(All Album Reviews by AdmKirk)
After Genesis' 1986 album and most pop oriented yet, Phil Collins, Tony Banks and Mike Rutherford took a bit of a step back with the more organic and, yes, more progressive leaning We Can't Dance. Co-Producer Nick Davis put most of Phil's electronic drums away and made Genesis sound like a band again.
The album opens with "No Son of Mine", an exploration of a son's alienation from his father. Not exactly lightweight material. Collins vocal and the slow build up of the drum track made this a great choice for the first single.
"Jesus He Knows Me" is an apt representation of certain forms of religion in America. The song is propelled by Collins' driving drums and underpinned nicely by Rutherford's bass work. The bridge takes a brief trip to Jamiaca for some reggae giving this song a nice left turn. More left turns show up in "Driving the Last Spike", one the band's forgotten classics. Lyrically, the theme is the construction of the British railroad system in the 19th century from the laborer's point of view. Simple guitar, drum machine and keyboard give way to more elaborate and powerful playing. Once again Collins' drums are a highlight and his vocal work is outstanding. After an almost Pete Townshend set of chords from Rutherford in the middle of the track, the rhythm reemerges with a determined drive taking the track to a higher level.
After 3 songs with serious lyrical content, the overtly humorous "We Can't Dance" lightens the mood. Obviously done with the idea of having the "BIG HIT SINGLE", it doesn't distract from the appeal of this number. The amusing video that accompanied the song adds to its appeal. I've always thought it would be fun to revamp this as a straight blues. Country singer Clint Black lifted this song almost note for note for one of his many hits. After this, the band heads into ballad territory with "Never a Time", one of those pop ballads late period Genesis is regularly thrashed for. Those of you who can't appreciate this aspect of the band should move on to track 6. Pity, though if you do, because it's a nice song in a pop sort of way. Nick Davis' production gives it more of a band feel than former producer Hugh Padgham's at times, sticky sweet work on previous albums.
The balladry doesn't last long however, as "Dreaming While You Sleep" investigates the emotions of a man with a dark secret. Banks' lush keyboards are padding for drum programs, guitar swirls and Collins' vocal. Just when you get comfy with all of this, POW, Collins' drums kick in hard, the vocal becomes more intense and then it sets you back down on that pillow of keyboards even thought the track never completely returns to that comfortable beginning.
"Tell Me Why", working title: "Rickenbacker", is up next and Rutherford's 12 String is the touch that gives this song that something special. This track would have easily fit on ...And Then There Were Three or Duke nicely. Rutherford doesn't slouch on bass on this track either. "Living Forever" features a classic type Genesis guitar riff over a decidedly plain drum program. Elements of The Beatles begin to emerge, particularly in the backing vocals and features a nice solo from Banks with Rutherford and Collins providing some great rhythm work underneath. After a slow start, this ends up as one of the best tracks on the album. "Hold on My Heart" was one of the albums big hit singles, but is not there best ballad, although I imagine it kept the girls interested at the time, and that's OK. At least Genesis acknowledged the female contingency.

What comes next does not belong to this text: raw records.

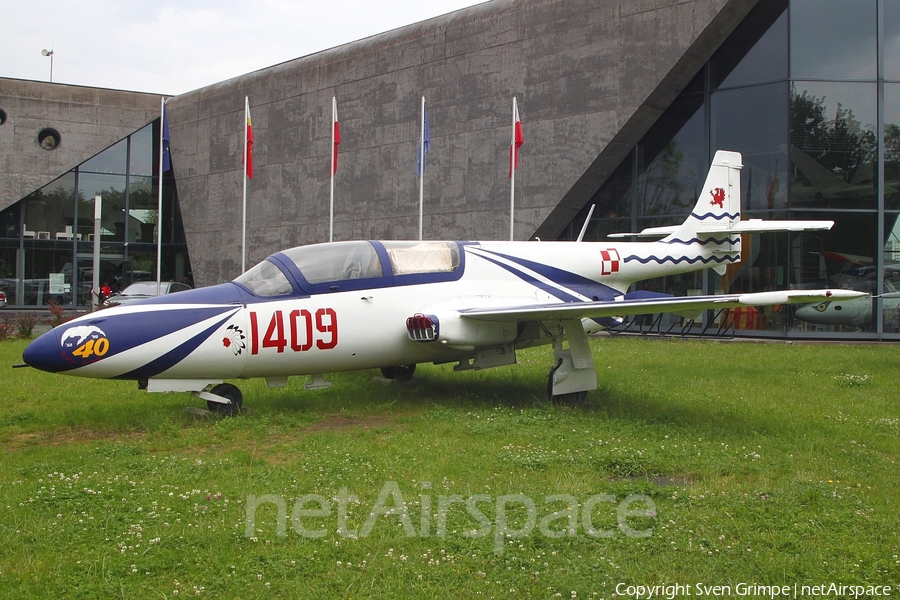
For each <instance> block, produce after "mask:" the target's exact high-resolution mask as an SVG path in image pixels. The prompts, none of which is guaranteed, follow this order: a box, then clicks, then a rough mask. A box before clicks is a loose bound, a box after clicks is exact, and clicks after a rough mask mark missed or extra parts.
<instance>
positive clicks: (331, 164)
mask: <svg viewBox="0 0 900 600" xmlns="http://www.w3.org/2000/svg"><path fill="white" fill-rule="evenodd" d="M331 123H332V132H331V133H332V138H331V139H332V144H333V146H332V150H331V174H332V175H334V174H335V173H337V147H338V146H339V145H340V143H341V128H340V126H339V125H338V120H337V98H334V97H333V98H332V99H331Z"/></svg>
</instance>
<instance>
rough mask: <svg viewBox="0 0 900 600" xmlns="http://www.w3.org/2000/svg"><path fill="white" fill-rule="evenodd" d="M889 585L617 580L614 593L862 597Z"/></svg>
mask: <svg viewBox="0 0 900 600" xmlns="http://www.w3.org/2000/svg"><path fill="white" fill-rule="evenodd" d="M893 591H894V590H893V587H892V586H890V585H846V584H843V583H835V582H831V583H816V584H812V585H810V584H800V583H795V584H793V585H763V584H758V583H736V584H725V585H722V584H708V583H695V584H693V585H692V584H689V583H667V584H662V585H640V584H627V583H619V584H618V585H616V595H618V596H621V597H623V598H634V599H635V600H654V599H656V598H659V599H665V600H675V598H685V597H688V596H696V597H698V598H700V597H707V596H709V597H714V598H725V597H730V596H737V597H739V598H748V597H749V598H769V599H770V600H776V598H802V597H814V598H827V597H836V598H862V597H876V596H890V595H891V592H893Z"/></svg>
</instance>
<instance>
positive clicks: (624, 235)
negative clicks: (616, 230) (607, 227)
mask: <svg viewBox="0 0 900 600" xmlns="http://www.w3.org/2000/svg"><path fill="white" fill-rule="evenodd" d="M678 227H679V226H678V225H673V226H671V227H648V228H647V229H644V230H643V231H638V232H632V233H610V234H609V235H607V236H606V237H610V238H621V237H665V236H667V235H669V234H672V233H675V230H676V229H678Z"/></svg>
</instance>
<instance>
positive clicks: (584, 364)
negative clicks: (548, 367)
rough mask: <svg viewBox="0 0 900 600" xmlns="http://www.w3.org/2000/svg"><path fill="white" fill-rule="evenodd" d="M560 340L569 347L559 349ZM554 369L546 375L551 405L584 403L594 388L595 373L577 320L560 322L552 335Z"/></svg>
mask: <svg viewBox="0 0 900 600" xmlns="http://www.w3.org/2000/svg"><path fill="white" fill-rule="evenodd" d="M563 339H567V340H568V341H569V347H568V348H564V347H563ZM553 358H554V366H553V368H552V369H550V373H548V375H547V399H548V400H549V401H550V402H553V403H554V404H562V405H567V406H571V405H575V404H580V403H582V402H584V399H585V398H587V393H588V391H590V390H594V389H597V371H596V370H595V369H594V358H593V357H592V356H591V349H590V347H589V346H588V341H587V334H586V333H585V332H584V327H582V325H581V321H580V320H574V319H571V320H565V321H561V322H560V327H559V330H558V331H557V333H556V335H554V336H553Z"/></svg>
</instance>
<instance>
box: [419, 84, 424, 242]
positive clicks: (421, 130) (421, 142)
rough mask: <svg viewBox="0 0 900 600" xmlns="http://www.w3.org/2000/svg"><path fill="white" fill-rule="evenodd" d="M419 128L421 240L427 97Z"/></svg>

"Way of the World" kicks off the last quarter of this album and it comes off as so much filler. A fairly unimaginative R & B drum pattern permeates this song. It probably would have been better on a Collins solo album than on a Genesis record. Next up is the best ballad on the album "Since I Lost You". It's one of those big, powerful Collins songs and although it's a love song, there's a bit more emotion involved here and feels a little more lived in than the other ballads, although I could do without the backing vocals. This then leads into one of Genesis' all time great tracks, "Fading Lights". Although it begins rather inconspicuously with drum program and delightful keyboard work, it evolves into one of the most emotional and thought provoking tracks the band has ever recorded. Lyrically, it could be about a variety of topics: The end of Phil's tenure in Genesis, Old Age, a romantic breakup or the loss of a loved one. Musically, it builds and falls away in the classic tradition of many other Genesis tunes and easily sits beside any of their classic songs. A great track to finish off the Collins era of Genesis.
I must also mention the terrific photo's and great art work which grace the album. I have the LP of this which loses a couple of photo's from the CD booklet, but in any case the photo's of the band are quite nice. This album probably won't change anyone's mind about the Collins era, but for those who are somewhat fond of this era of the band will find much to enjoy.